TAPANULI SELATAN – Perayaan Natal tahun ini di Desa Garoga, Kecamatan Batang Toru, Kabupaten Tapanuli Selatan, Sumatra Utara, diselimuti kecemasan. Hujan deras yang terus mengguyur wilayah tersebut sejak Kamis (25/12) membangkitkan kembali trauma warga akan ancaman banjir susulan, tak lama setelah desa mereka porak-poranda diterjang banjir bandang.
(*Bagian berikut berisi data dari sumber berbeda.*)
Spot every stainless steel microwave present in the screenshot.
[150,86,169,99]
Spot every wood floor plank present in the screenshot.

Kekhawatiran warga kian terasa mengingat jejak bencana sebelumnya masih jelas terlihat di berbagai sudut kawasan. Lumpur tebal menutupi badan jalan, batang-batang kayu gelondongan berserakan, serta beberapa bagian Jalan Lintas Sumatera (Jalinsum) yang ambles menjadi saksi bisu dahsyatnya bencana.
Di tengah cuaca yang belum bersahabat, alat-alat berat tetap dikerahkan untuk memperbaiki Jalinsum, jalur vital yang menghubungkan Tapanuli Selatan dengan Tapanuli Tengah. Pekerjaan ini dilakukan berpacu dengan waktu, meskipun ancaman bencana susulan masih menghantui para pekerja dan pengguna jalan.
Suasana Natal di Desa Garoga pun terasa lengang. Aktivitas warga di luar rumah sangat minim. Trauma yang mendalam membuat sebagian besar penduduk memilih bertahan di tempat yang dianggap lebih aman, sambil terus memantau kondisi cuaca yang hingga pukul 14.00 WIB masih menunjukkan intensitas tinggi.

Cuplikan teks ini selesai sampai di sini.